For data with even larger individual variation, the CP models might not be able to separate the groups. The failure results from (i) the individual variation dominating the variance, see for example Additional file 1: Fig. S6, where the level of the individual variation is equal to the induced variation ($\beta =\alpha =0.50$), (ii) the limited number of subjects with the possibility of having one or two subjects showing idiosyncratic behavior (see the profiles for BPG in Additional file 1: Fig. S6a) and thus extracting commonality becomes challenging. Indeed, when the number of subjects is larger (see Additional file 1: Fig. S7), the 3-component CP model which explains 66.56% of the data can capture the main change (decrease of VmaxPFK) in the data and separate the normal and abnormal_VmaxPFK subjects successfully even for $\beta =\alpha =0.50$. Idiosyncratic behavior has become more common, thereby facilitating the modeling.

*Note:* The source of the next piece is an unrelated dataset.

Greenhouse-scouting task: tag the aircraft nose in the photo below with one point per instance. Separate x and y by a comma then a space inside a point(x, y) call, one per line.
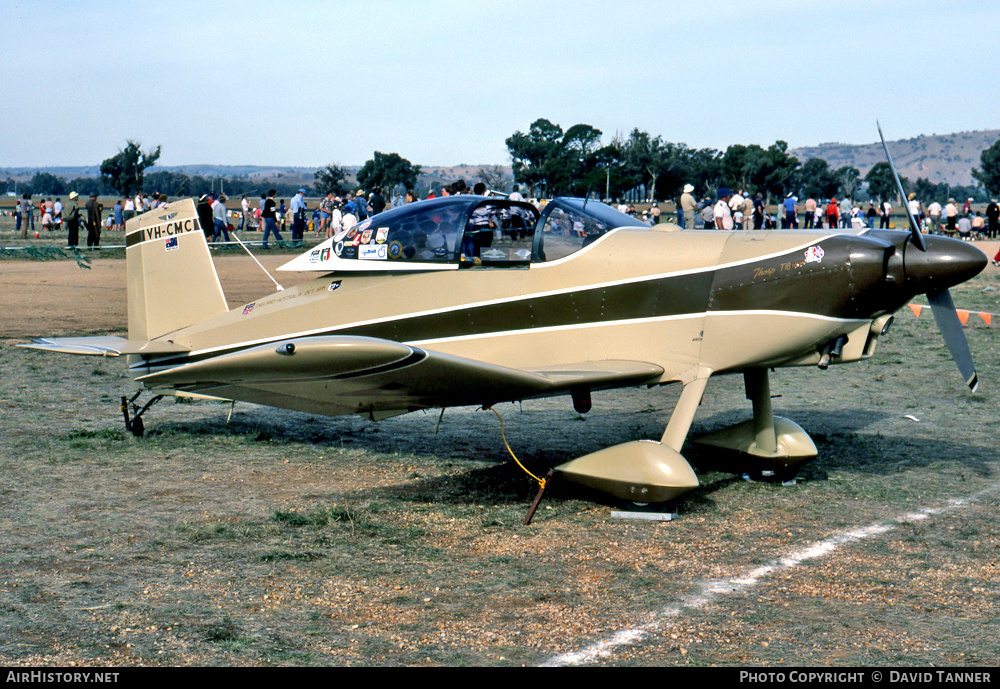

Dataset with two sources of induced variations We consider the data generated with the individual variation at level $\beta =0.02$ and two sources of induced variation as 50% decrease of the default value for VmaxPFK and 50% decrease of the default value for VmaxPYK. Table 3 indicates using a 2-component CP model which explains 88.68% of the data.

Table 3 Explained variance (fit), core consistency (CC), Tucker’s congruence coefficient (TC), cosine similarity score of the first two components ($C_{12}$) in the subjects mode and number of components (R) for CP models used to analyze the data generated by the glycolysis model with two sources of induced variation as 50% decrease of VmaxPFK and 50% decrease of VmaxPYK as well as individual variation at level $\beta =0.02$

Full size table

From the first component in the metabolites and time mode (see Fig. 7b), we observe that metabolites GLCi, G6P, F6P, FBP, TRIO, BPG, PYR and ACE have large absolute coefficients and the dynamics in most of these metabolites, shown in Fig. 7a, are captured. Besides, the blue lines are separable from the other lines in these metabolites as shown in Fig. 7a. This is consistent with the observation that the first component in the subjects mode (Fig. 7c) separates the abnormal_VmaxPFK subjects from the others. Moreover, we observe a jump change between metabolites F6P and FBP and also between PEP and PYR, which is in accordance with the switch of the blue lines with the other lines in Fig. 7a due to the decrease of VmaxPFK and the feed-forward control loop. These observations are similar to what have been noticed in Fig. 5a, b for the glycolysis model with one source of induced variation. From the second component in the metabolites and subjects mode (see Fig. 7b, c), we see that metabolites P3G, P2G and PEP have large scores, and the three types of subjects can be separated from each other. This makes sense since different colors of lines are separable in metabolites P3G and P2G, as shown in Fig. 7a. Moreover, we observe a jump change between metabolites PEP and PYR on this component in the metabolites mode. This is compliant with the switch of the green lines with the other lines shown in Fig. 7a and it is due to the reduction of VmaxPYK. In the time mode, we observe that the dynamics shown in metabolites P3G and P2G are captured by the second component.

Cholesterol model

Dataset with one source of induced variation We consider the data with the induced variation as mutant1 and the individual variation at level $\beta =0.02$. Temporal profiles of the preprocessed data are shown in Fig. 8a. Additional file 1: Table S2 indicates using a 2- or 3-component model, and rank deficiency is observed in the subjects mode for CP models with both two and three components.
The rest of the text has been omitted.